Then I found myself sitting up on the ground with a man from my patrol supporting my head.

Now, this is the strange thing. I was instantly and absolutely oblivious when the shell exploded. All the sensations I have described came when I was recovering consciousness. Surgeons have told me since then that they were exactly what the shell caused when it exploded, but that my brain did not register them until my senses returned. My clothes were scorched and even my hair was singed. I do not know why I was not killed, but in a few hours I was ready for duty once more. The man who picked me up said that the shell had burst some little distance overhead. If it had struck the ground close to me, it would doubtless have sent me “west.”

The game had now been turned about. We were the pursuers. Most of the fighting was between the enemy’s rear guard and our contact patrols—until we reached the Aisne. The Huns crossed the river, but they blew up the bridges behind them. The last of the retreating troops were scarcely across before the detonators were set off.

We were held up for a while on the Aisne while our engineers constructed pontoon bridges. The Germans had the range, and they almost wiped out our entire battalion of engineers before our troops could cross.

I saw a working raft swing out into the river with about twelve men on it. A single burst of shrapnel exploded in their midst and there wasn’t a man left standing. One of them crawled to the stern and began pushing the raft toward shore with a pole but he was so weak that the current kept swinging him down a stream. A sniper got him.

The raft was drifting away. Nobody expected to see the men on it again, but, in the face of shrapnel and a nasty fire from snipers, three men, stark naked, jumped into the stream and struck out for the raft. The water around them was whipped by bullets, but our boys located the snipers and got the range and quieted them. The first man reached the raft. His hands were over the edge. He had just pushed his head and shoulders over the side when a rifle snapped and he slipped back into the water; then I saw the German who had fired at him topple out of a tree. A dozen shots must have struck him. The two other swimmers were alongside the raft now and climbed upon it. I could see that one was bleeding at the shoulder. Our men pulled the wounded man upon the raft, and brought it to shore. Their heroism saved the lives of five men who otherwise would have drifted away and probably died.
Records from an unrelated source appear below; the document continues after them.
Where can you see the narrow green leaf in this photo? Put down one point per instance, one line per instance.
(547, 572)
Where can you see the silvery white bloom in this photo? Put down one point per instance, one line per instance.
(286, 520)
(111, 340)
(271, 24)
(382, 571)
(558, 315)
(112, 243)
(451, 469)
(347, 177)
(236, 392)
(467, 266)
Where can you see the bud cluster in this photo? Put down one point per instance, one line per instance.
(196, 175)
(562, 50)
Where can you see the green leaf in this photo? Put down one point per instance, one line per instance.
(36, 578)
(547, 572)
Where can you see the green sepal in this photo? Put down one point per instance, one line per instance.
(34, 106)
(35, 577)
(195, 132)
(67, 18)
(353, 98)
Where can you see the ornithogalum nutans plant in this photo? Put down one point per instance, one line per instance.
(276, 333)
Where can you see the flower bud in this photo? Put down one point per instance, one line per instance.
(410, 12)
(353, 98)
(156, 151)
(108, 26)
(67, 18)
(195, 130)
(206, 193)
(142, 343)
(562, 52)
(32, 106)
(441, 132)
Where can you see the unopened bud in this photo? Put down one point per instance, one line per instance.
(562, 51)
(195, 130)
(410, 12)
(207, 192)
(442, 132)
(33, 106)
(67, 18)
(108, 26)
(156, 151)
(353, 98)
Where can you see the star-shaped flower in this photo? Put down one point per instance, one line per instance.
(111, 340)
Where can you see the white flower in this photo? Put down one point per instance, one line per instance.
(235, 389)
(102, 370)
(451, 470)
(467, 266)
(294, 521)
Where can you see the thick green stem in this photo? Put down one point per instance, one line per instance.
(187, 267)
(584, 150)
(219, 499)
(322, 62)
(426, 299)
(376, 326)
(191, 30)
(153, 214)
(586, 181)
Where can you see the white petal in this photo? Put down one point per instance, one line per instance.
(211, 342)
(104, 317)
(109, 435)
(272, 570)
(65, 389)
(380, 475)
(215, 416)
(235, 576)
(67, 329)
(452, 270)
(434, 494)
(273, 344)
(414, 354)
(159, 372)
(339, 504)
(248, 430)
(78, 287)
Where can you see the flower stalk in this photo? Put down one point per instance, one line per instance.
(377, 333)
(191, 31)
Soon our own artillery began to locate the German guns, whose fire diminished. Then our infantry began to cross the river at a dozen points. On the opposite bank was a village by the name of Bourg. Up and down hills we worked our way, forcing the enemy off the ridges. The details of the operations would not be of interest. We wanted to close with the bayonets, but the boches weren’t ready for that, and they dropped back foot by foot, keeping up a hot fire.

On this side of the river were numerous stone quarries, and in these we found tons and tons of ammunition for the heavy German guns. The type and manufacturers’ marks showed that some of it was made as far back as the Franco-Prussian war. It had been lying in caches in the quarries for years, the Prussians having bought titles to some of the land through spies who posed as Frenchmen. They had been making use of this ammunition against us. It shows how long ago the war was planned and by whom. In some of the quarries we uncovered re-enforced concrete fortification and emplacements for cannon.

Our commander, Colonel Grant Duff, was in the thickest of the fighting. I saw him distributing bandoliers of ammunition along the firing line. His men tried to make him go to the rear, but we were having a tough time to keep fire superiority, and we needed every man in the line. Suddenly Colonel Duff staggered and slouched forward on his hands and knees. The bandoliers he was carrying, scattered. Several men rushed to him but he got to his feet himself and ordered them back to their posts. An ugly red stain was spreading over his tartan riding breeches and leggings, but he staggered onward with the ammunition. He had not gone a dozen steps when both his arms flew up into the air and he fell backward. This time he did not move. He had been shot straight through the heart, and another commander of the Black Watch had gone to join the long line of heroes who had so often led this regiment to victory.

Many of our company commanders were picked off by the enemy because of their distinctive dress, their celluloid map cases affording excellent targets.